Card Services

ATM Cards

An ATM card is a PIN-enabled card. This means that a PIN is needed for all transactions. Typically an ATM transaction involves withdrawing cash from an ATM machine. The member presents an ATM card issued by the financial institution holding his or her checking account at an ATM terminal. The member enters the PIN to verify identity, the checking account is checked for adequate funds, and if everything is satisfactory, cash is issued. All of this is routed across one or more ATM networks.

All ATM cards are connected to an ATM network. The network logos are displayed on the card. The logos on the card indicate what network the card issuer participates in. Transactions can be made at any ATM that carries the same logos as the card. Examples of ATM networks include STAR, LINK, Cirrus, PULSE, PLUS, Interswitch, and Interac.

ATM cards may also be used to make purchases, if the merchant participates in one of the electronic ATM networks that are listed on the back of the card. This is called a PIN-based purchase, because the PIN must still be used to complete the transaction. PIN-based purchases can be made at merchants that display the same logos.

The common attribute of all ATM and debit card transactions is that the transaction is directly linked to the member’s account. However, for an ATM card, the PIN is always necessary for the transaction. If an ATM card is lost or stolen, no one can use it unless they know the PIN (unlike debit and credit cards that allow signatures).

Debit Cards

A debit card transaction involves the purchase of a good or service. For a debit card transaction, a member would present the debit card (which again is issued by the financial institution holding the checking account) to a merchant. Using one or more debit card networks, the merchant sends the information about the transaction and, if the transaction is approved, the checking account is debited and the member receives the good or service. However, unlike an ATM card, the member either enters a PIN or signs a receipt to verify the consumer’s identity.

Credit Cards

A credit card is a plastic card issued by a financial institution, business, etc., allowing the cardholder to purchase goods or services on credit. The card issuer manages the account and grants a line of credit to the cardholder. The account is a revolving line of credit subject to interest charges.
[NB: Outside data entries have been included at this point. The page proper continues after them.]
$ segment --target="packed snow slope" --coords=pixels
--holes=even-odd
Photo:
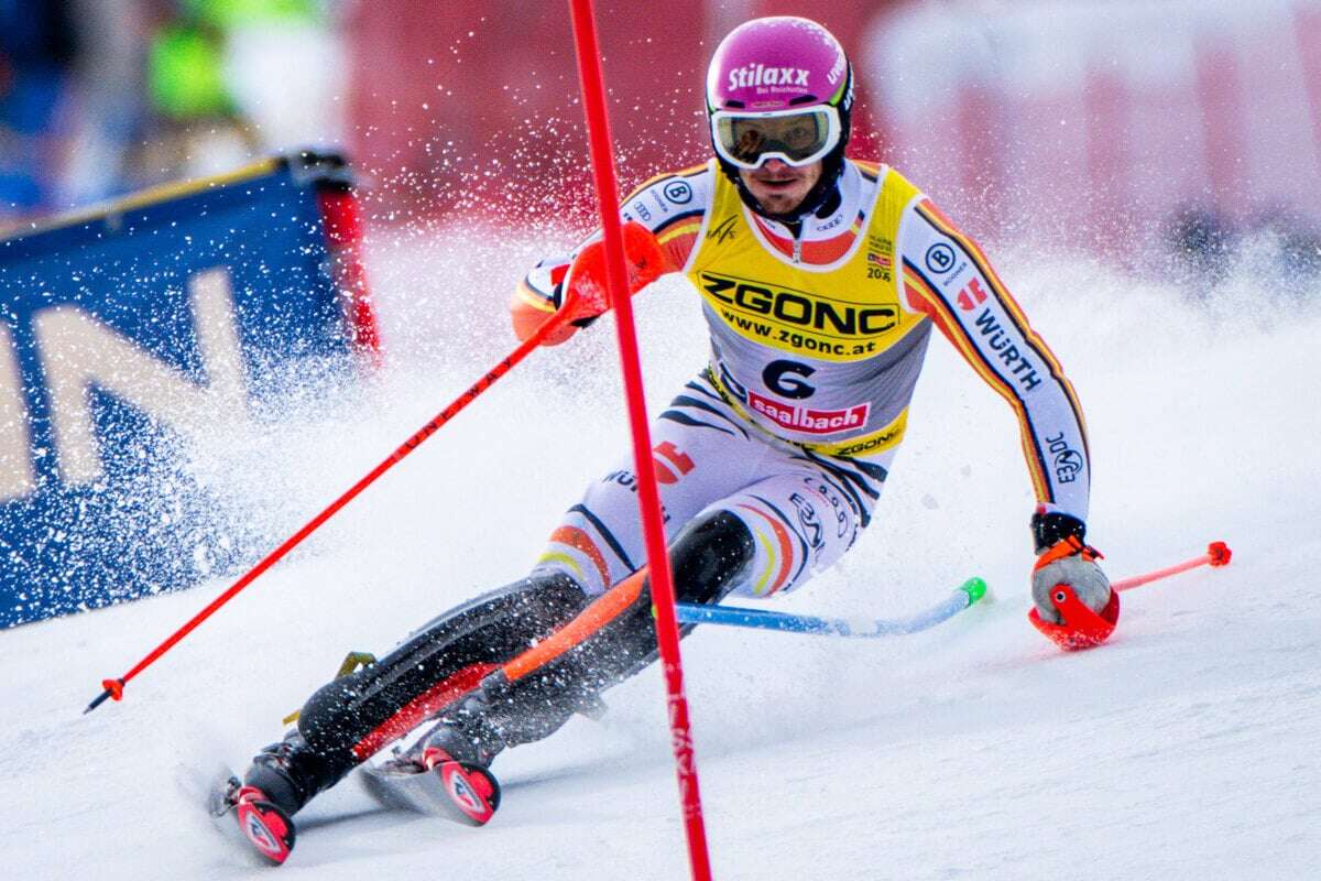
[[[262,437],[214,437],[235,516],[271,547],[510,347],[503,304],[540,248],[378,236],[390,365],[291,396]],[[1124,596],[1116,635],[1062,654],[1025,618],[1032,497],[1008,408],[933,341],[875,524],[770,608],[890,617],[970,575],[999,601],[889,641],[699,629],[684,642],[715,874],[731,878],[1316,878],[1321,865],[1321,292],[1251,264],[1213,289],[1005,251],[1094,453],[1089,538],[1115,577],[1225,539],[1226,569]],[[1196,295],[1196,296],[1194,296]],[[638,301],[653,407],[704,358],[696,295]],[[626,450],[604,320],[535,354],[90,716],[227,581],[0,634],[8,878],[258,878],[201,807],[347,650],[383,654],[517,579]],[[663,688],[502,756],[469,829],[378,810],[350,778],[300,815],[287,878],[683,878]]]

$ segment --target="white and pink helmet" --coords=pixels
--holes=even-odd
[[[853,104],[844,48],[807,18],[754,18],[734,28],[707,69],[711,140],[725,173],[778,159],[824,160],[828,184],[843,168]]]

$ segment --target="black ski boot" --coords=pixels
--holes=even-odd
[[[326,771],[326,762],[308,746],[303,734],[291,730],[284,740],[263,746],[252,757],[243,785],[260,791],[264,800],[293,816],[313,795],[338,779]]]
[[[406,752],[363,766],[367,791],[392,807],[485,826],[499,807],[490,763],[505,741],[480,715],[443,717]]]

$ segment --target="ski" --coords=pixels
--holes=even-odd
[[[281,865],[293,852],[297,833],[289,815],[266,800],[260,790],[243,786],[236,777],[221,779],[211,787],[207,811],[222,831],[231,836],[236,831],[268,865]]]
[[[359,779],[386,807],[485,826],[499,807],[499,783],[480,765],[456,761],[436,746],[366,763]]]

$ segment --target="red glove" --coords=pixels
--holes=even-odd
[[[668,267],[664,251],[651,230],[637,221],[622,227],[624,262],[629,271],[629,296],[660,277]],[[605,284],[605,240],[583,246],[568,276],[556,287],[556,306],[573,313],[572,324],[587,326],[610,308]]]

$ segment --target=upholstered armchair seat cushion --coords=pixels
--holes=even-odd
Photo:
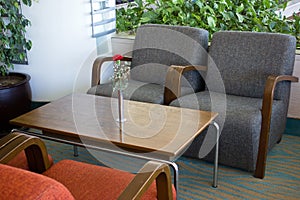
[[[27,170],[0,164],[0,199],[74,200],[61,183]]]
[[[181,87],[182,94],[193,93],[191,87]],[[112,83],[105,83],[96,85],[90,88],[87,92],[88,94],[101,95],[101,96],[116,96],[113,95]],[[145,83],[141,81],[129,80],[128,86],[123,92],[125,99],[130,99],[133,101],[163,104],[164,102],[164,86],[155,83]]]
[[[134,178],[129,172],[63,160],[43,173],[66,186],[75,199],[117,199]],[[80,187],[78,185],[80,183]],[[155,182],[148,188],[142,199],[156,199]],[[176,192],[173,189],[173,196]]]
[[[215,104],[223,103],[224,94],[204,91],[181,97],[173,101],[170,105],[209,111],[211,110],[212,96]],[[219,162],[221,164],[247,171],[255,170],[262,120],[261,108],[261,98],[226,95],[226,120],[221,133],[221,139],[219,140]],[[276,116],[280,116],[279,114],[284,108],[283,101],[275,100],[273,102],[274,118],[272,120],[274,123],[280,124],[281,119]],[[192,143],[184,155],[198,157],[199,147],[202,146],[205,134],[201,135],[201,137]],[[279,135],[271,135],[269,149],[275,145],[279,137]],[[213,161],[213,152],[206,156],[205,159]]]

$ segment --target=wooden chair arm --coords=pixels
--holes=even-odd
[[[131,61],[131,57],[123,57],[122,61]],[[100,84],[100,77],[101,77],[101,67],[102,64],[105,62],[112,62],[113,57],[98,57],[93,63],[92,69],[92,82],[91,86],[96,86]]]
[[[30,171],[42,173],[50,167],[46,146],[37,137],[12,132],[0,140],[0,163],[6,164],[25,150]]]
[[[166,84],[164,92],[164,104],[169,105],[171,101],[181,96],[181,77],[184,72],[191,70],[206,71],[206,66],[178,66],[171,65],[166,75]]]
[[[173,199],[170,168],[155,161],[144,165],[118,199],[140,199],[155,180],[157,199]]]
[[[256,178],[264,178],[265,176],[274,91],[277,83],[281,81],[298,82],[299,79],[298,77],[289,75],[269,76],[267,79],[262,102],[262,123],[260,130],[259,149],[256,161],[256,169],[254,172],[254,176]]]

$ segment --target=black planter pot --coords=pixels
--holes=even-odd
[[[9,86],[1,83],[5,78],[15,80]],[[9,120],[30,110],[31,89],[30,76],[23,73],[10,73],[7,77],[0,77],[0,128],[9,127]]]

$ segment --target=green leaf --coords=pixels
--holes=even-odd
[[[207,23],[210,27],[216,27],[215,19],[212,16],[207,17]]]
[[[240,23],[242,23],[242,22],[244,21],[243,15],[241,15],[241,14],[239,14],[239,13],[236,13],[236,16],[237,16],[238,21],[239,21]]]

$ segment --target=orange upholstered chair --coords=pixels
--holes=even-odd
[[[21,133],[11,133],[0,148],[0,163],[8,163],[24,149],[30,170],[0,164],[4,199],[173,199],[168,165],[149,161],[134,175],[97,165],[62,160],[51,167],[44,143]]]

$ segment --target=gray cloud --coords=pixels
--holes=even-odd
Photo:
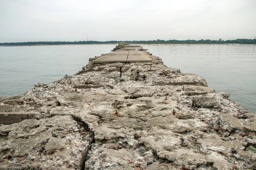
[[[256,35],[256,1],[1,0],[0,42]]]

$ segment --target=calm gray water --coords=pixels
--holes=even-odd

All credit cards have at the very least a magnetic stripe which holds static data. However, mag-stripe cards are easily cloned. The card authentication is based on static data. Cloned cards are considered authentic because they carry the same data as real cards. Mag-stripe was the standard in the United States until 2015.

EMV® is a global standard for credit and debit payment cards based on chip card technology. It takes its name from the original card schemes that developed it – Europay, MasterCard, and Visa. The standard covers the processing of credit and debit card payments using a card that contains an embedded microprocessor "chip" which uses dynamic data. The microprocessor allows the card and the point-of-sale terminal to do the following:

  • Exchange data
  • Perform offline risk management
  • Generate an authorization request that contains:

    • Transaction parameters (such as the amount, type of currency)
    • Offline risk management results, authentication, and PIN verification
    • An Authorization Request Cryptogram that authenticates the card and the transaction

EMV does not address "card not present" fraud. Credit unions should consider CNP fraud mitigation measures such as:

  • Implementing prevention and detection programs that involve the member such as cardholder controls over notification
  • Requiring transactions to go through an extra authentication step, and
  • Implementing tokenization to remove the card number from the transaction

As of October 1, 2015, the fraud liability shifted to whichever party is the least EMV compliant. If the merchant did not upgrade its POS terminals and software, it is liable for any card fraud where the issuer has distributed EMV cards. There is no mandate for the card issuer to provide EMV-enabled cards. The shift in liability compels the merchant to update its POS terminals and software to EMV-enabled.

Prepaid Cards

There are several types of prepaid cards, including gift, payroll, and student cards. Unlike a credit card, a prepaid card is funded ahead of time and does not use a line of credit. With a prepaid card, the consumer, or an issuer such as the credit union, funds the account for the card. When a consumer uses the card to make a purchase, the merchant deducts the amount of the purchase from the card.

There are two main types of prepaid cards, "open-loop" and "closed-loop" cards. An open-loop prepaid card is associated with a certain electronic payment network (such as Visa, MasterCard, American Express, or Discover). As long as there are sufficient funds on the card, it can be used at any retailer that accepts cards from that network, or at an ATM unless otherwise restricted. However, a closed-loop prepaid card is merchant specific and can only be used when shopping at that merchant’s retail location.

The terms prepaid cards and stored-value cards are frequently used interchangeably but there are differences between the two product offerings. Prepaid cards are generally issued to persons who deposit funds into an account of the issuer; stored-value cards do not typically involve a deposit of funds as the value is prepaid and stored directly on the cards.

Transaction authorization can take place through an existing card network, a chip stored on the card, or information coded on the magnetic stripe. Generally, it is not possible to spend more than what has been preloaded on the card. Once the stored value in the card is exhausted, customers may either replenish the value or acquire a new card.